Monday, May 4, 2020

James and Israel


James was born in 1940 in New York's East Harlem.  His parents divorced when he was two years old.  His father moved to California, so James was brought up by his mother and grandmother in the Bronx.  James began smoking and drinking at age nine and began using marijuana at 13.  His two closest friends died of drug abuse. As a teenager, he dropped out of school and left home. To make ends meet, he worked as a messenger, busboy, janitor, and postal clerk.  During his teens and early 20s, he was often homeless and slept in friends' houses or on the street.

Israel was born in 1901 in Budzanow, a town in what was then Poland but is now Ukraine, the youngest of four children.  His father emigrated to New York's Lower East Side, leaving his wife and sons in Budzanow with an uncle.  By 1909, Israel's father had saved enough money to bring Israel and the rest of the family over.  In 1918, Israel's older brother (and best friend), Zalmon, died in the influenza pandemic.  The event was so traumatic to young Israel that despite being a straight-A student, he dropped out of school.

Let's put James and Israel aside for a bit, and watch this fantastic four-minute scene from The Godfather Part II, with Al Pacino as Michael Corleone and Lee Strasberg as Hyman Roth:



I find that scene unusually compelling.  There's some excellent acting going on, but I think there's something more.

Pacino can convey volumes with even the most subtle facial expressions.  Here, though, he is deliberately deadpan.  During Strasberg's monologue there are plenty of opportunities for him to emote, yet he restrains himself.

Pacino's remarkable ability to express what's in his character's mind using only delicate facial expressions is evident in this 50-second clip from The Godfather):



Yet, in the scene with Strasberg, nothing.  No eye movement, no mouth tightening, no subtle gestures.  Nothing.  I've come up with two theories to explain Pacino's conspicuously impassive performance in that scene.
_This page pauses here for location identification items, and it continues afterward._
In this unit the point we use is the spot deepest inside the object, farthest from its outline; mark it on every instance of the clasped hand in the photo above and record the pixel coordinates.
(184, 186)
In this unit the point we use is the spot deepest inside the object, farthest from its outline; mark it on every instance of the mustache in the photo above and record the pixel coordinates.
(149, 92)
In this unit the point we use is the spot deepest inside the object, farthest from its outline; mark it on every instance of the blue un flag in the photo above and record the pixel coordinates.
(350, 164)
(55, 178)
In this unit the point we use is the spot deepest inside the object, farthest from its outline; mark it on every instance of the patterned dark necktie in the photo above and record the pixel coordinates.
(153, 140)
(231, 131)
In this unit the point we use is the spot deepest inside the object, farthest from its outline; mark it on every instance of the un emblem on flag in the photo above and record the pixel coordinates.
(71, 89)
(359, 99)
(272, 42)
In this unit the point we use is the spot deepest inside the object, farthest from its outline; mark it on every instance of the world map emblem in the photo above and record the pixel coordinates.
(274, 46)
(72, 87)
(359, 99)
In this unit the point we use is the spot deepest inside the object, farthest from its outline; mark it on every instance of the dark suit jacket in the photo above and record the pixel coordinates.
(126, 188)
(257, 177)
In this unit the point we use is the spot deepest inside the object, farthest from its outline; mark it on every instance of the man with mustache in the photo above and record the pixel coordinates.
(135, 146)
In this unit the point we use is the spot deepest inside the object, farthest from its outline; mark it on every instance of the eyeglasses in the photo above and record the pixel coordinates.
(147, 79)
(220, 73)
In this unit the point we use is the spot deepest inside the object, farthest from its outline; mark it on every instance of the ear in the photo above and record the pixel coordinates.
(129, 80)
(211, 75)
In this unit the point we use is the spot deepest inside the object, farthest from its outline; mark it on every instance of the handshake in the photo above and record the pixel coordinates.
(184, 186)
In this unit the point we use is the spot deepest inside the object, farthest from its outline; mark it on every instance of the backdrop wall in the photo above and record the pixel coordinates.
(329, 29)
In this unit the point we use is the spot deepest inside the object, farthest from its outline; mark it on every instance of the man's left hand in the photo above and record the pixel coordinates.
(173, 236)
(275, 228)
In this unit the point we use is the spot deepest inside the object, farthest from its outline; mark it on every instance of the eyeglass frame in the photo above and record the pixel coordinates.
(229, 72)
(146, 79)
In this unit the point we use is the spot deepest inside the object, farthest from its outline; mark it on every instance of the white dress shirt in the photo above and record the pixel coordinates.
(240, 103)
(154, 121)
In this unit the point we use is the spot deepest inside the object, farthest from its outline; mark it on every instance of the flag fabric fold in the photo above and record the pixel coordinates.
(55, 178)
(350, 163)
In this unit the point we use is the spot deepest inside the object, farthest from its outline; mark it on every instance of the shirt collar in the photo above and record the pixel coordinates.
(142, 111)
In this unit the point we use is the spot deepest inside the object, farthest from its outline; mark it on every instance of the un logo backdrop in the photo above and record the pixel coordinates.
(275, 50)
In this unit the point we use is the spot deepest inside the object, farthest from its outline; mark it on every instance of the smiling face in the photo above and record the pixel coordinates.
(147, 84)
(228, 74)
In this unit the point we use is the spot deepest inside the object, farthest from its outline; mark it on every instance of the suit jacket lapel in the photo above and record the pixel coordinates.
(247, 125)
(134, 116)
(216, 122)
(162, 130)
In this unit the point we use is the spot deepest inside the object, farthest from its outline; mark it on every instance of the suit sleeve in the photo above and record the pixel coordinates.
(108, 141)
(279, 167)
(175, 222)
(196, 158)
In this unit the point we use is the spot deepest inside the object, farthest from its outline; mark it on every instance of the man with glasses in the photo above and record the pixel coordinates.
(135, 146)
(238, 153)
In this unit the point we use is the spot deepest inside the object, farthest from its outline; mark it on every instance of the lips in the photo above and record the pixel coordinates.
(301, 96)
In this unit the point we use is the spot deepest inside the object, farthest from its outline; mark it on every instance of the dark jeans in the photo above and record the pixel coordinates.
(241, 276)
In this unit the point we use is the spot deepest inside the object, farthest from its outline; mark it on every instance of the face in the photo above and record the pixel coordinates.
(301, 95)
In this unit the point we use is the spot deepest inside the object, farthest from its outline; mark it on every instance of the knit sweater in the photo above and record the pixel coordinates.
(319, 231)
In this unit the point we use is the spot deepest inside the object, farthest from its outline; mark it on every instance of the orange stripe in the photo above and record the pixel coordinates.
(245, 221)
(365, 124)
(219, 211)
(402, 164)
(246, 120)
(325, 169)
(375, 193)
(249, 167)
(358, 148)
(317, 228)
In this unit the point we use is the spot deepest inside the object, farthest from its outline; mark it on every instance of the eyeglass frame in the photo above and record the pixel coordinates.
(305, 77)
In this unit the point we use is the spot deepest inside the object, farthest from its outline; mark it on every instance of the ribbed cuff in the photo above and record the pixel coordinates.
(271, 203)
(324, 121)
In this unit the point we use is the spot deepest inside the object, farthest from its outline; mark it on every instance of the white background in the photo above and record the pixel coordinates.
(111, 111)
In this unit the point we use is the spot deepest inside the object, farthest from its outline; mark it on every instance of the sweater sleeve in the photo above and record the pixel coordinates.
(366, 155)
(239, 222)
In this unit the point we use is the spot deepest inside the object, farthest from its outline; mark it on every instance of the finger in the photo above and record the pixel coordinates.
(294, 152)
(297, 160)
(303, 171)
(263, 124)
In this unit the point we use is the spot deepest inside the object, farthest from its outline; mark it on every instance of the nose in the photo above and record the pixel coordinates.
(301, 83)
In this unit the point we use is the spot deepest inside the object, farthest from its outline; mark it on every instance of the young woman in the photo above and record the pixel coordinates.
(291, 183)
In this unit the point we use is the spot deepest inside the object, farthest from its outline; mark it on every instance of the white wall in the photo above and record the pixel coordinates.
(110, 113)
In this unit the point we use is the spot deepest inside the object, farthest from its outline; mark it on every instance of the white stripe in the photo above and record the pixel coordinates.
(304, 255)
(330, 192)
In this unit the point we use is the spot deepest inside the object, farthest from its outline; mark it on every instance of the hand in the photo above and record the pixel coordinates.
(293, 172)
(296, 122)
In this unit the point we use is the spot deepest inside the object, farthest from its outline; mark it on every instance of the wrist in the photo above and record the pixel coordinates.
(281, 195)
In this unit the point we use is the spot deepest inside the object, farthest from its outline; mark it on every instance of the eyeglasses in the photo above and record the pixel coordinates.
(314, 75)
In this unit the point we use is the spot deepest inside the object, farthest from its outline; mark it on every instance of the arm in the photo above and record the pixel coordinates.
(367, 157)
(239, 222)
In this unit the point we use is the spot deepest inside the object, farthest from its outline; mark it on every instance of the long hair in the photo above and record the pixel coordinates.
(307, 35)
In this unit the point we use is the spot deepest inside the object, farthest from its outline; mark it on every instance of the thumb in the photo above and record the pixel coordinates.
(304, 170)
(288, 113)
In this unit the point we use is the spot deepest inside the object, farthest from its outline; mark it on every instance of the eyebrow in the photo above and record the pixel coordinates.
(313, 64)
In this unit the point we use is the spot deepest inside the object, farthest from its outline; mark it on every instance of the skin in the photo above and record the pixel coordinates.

But first, back to James and Israel.

After dropping out of school, "James" (Alfredo James "Al" Pacino), pursued an acting career.  A few years after being rejected as a teenager, he was able to gain admittance to New York's prestigious Actors Studio.  There, he studied method acting under the Studio's founding artistic director (and fellow high-school dropout) "Israel"  (Israel Lee Strasberg).

 I'll let Pacino himself describe the influence Strasberg had on his life and acting career:
The Actors Studio meant so much to me in my life. Lee Strasberg hasn't been given the credit he deserves.  [Actors Studio] sort of launched me. It really did. That was a remarkable turning point  my life. It was directly responsible for getting me to quit all those jobs and just stay acting. It was exciting to work for him [Lee Strasberg] because he was so interesting when he talked about a scene or talked about people. One would just want to hear him talk, because things he would say, you'd never heard before ... He had such a great understanding.  He loved actors so much.
Pacino shared the stage with Strasberg for the first time in The Godfather Part II.  My two theories regarding Pacino's lack of expression during the "I didn't ask who gave the order" scene:
Theory #1: Pacino determined that Michael Corleone would have been expressionless in that situation and played it that way.  Nothing more than method acting at its best.
Theory #2: In a loving act of deference and generosity to his teacher and mentor, Pacino intentionally subdued his performance to draw no attention away from Strasberg's monologue.
Theory #1 is, by far, the likeliest.